Jonathan si alzò contro voglia, sovrastando in altezza la figlia. Jonathan era un uomo di quarantacinque anni, con un fisico perfetto (merito delle numerose corse mattutine), due occhi scuri e i capelli castani, con qualche presenza di ciocche bianche. Aveva un lavoro invidiabile, infatti era lo scrittore più ambito di tutta America, e faceva vivere meglio che poteva la sua bella famiglia.


“Coraggio, andiamo a prepararti lo zaino”


Scesero le scale in assoluto silenzio e solo quando furono in cucina, Rebecca, non si trattenne e parlò a suo padre in modo arrogante e provocatorio.


“Ma dimmi te! Mi tocca anche andare in gita in montagna…odio la montagna. E tutto perché siamo andati a vivere in uno stupido paesino di montagna. Spero solo che se cadrò in un pendio e mi romperò la gamba tu abbia i rimorsi, papà”


“Tesoro, lo so quanto adoravi vivere a Phoenix però non ci possiamo fare niente. Tua madre è stata entusiasta e lo eri anche tu di venire a vivere qua” la accusò suo padre, con un grugnito.


“Infatti. Lo ero. Ora non più”


“Perché, scusa?”


“Perché? Uhm…lasciami pensare…ah si! Allora, a Phoenix c’era il sole e il mare, avevamo una bella casa e abbiamo
lasciato anche tutti parenti, avevo delle amiche e mi ero affezionata. E qui?

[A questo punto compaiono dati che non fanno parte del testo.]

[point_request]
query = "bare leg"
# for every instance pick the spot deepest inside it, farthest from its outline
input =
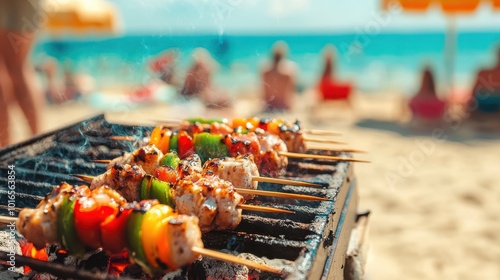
(22, 76)
(4, 113)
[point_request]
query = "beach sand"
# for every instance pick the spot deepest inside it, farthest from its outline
(434, 196)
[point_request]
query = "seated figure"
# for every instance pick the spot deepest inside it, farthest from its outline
(486, 90)
(425, 105)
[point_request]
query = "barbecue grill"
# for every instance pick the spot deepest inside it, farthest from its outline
(310, 244)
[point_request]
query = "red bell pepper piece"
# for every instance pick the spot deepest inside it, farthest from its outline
(113, 231)
(89, 215)
(185, 145)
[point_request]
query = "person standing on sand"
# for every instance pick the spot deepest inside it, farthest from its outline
(198, 82)
(486, 90)
(18, 23)
(278, 80)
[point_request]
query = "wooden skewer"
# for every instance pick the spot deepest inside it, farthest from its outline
(308, 139)
(202, 251)
(7, 220)
(284, 181)
(321, 132)
(85, 178)
(122, 138)
(280, 194)
(265, 209)
(320, 140)
(255, 178)
(310, 156)
(234, 259)
(89, 179)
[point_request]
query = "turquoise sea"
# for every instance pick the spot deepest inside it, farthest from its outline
(374, 62)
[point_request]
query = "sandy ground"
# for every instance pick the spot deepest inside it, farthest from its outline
(433, 194)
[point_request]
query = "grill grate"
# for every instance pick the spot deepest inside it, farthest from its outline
(313, 240)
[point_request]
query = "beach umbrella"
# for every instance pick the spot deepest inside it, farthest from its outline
(451, 9)
(79, 17)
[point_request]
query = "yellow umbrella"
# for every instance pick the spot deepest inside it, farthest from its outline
(80, 16)
(449, 7)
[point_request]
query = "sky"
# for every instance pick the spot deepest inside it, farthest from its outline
(287, 16)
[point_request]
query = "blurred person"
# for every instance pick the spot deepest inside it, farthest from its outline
(486, 90)
(329, 87)
(425, 105)
(198, 81)
(164, 65)
(278, 80)
(18, 25)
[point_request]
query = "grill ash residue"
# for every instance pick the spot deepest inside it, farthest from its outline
(214, 269)
(287, 240)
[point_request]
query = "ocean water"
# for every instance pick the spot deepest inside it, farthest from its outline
(373, 62)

Solo montagne! È sempre nuvolo, il cielo è coperto, la scuola è vecchia e decadente e, soprattutto, sono sempre sola!” Rebecca si fermò per respirare, guardava suo padre in cagnesco e mai, mai, per quanto bene gli volesse, poteva perdonarlo per averle trascinate di punto in bianco in un posto dimenticato da Dio, con la scusa di dover scrivere un libro ambientalistico.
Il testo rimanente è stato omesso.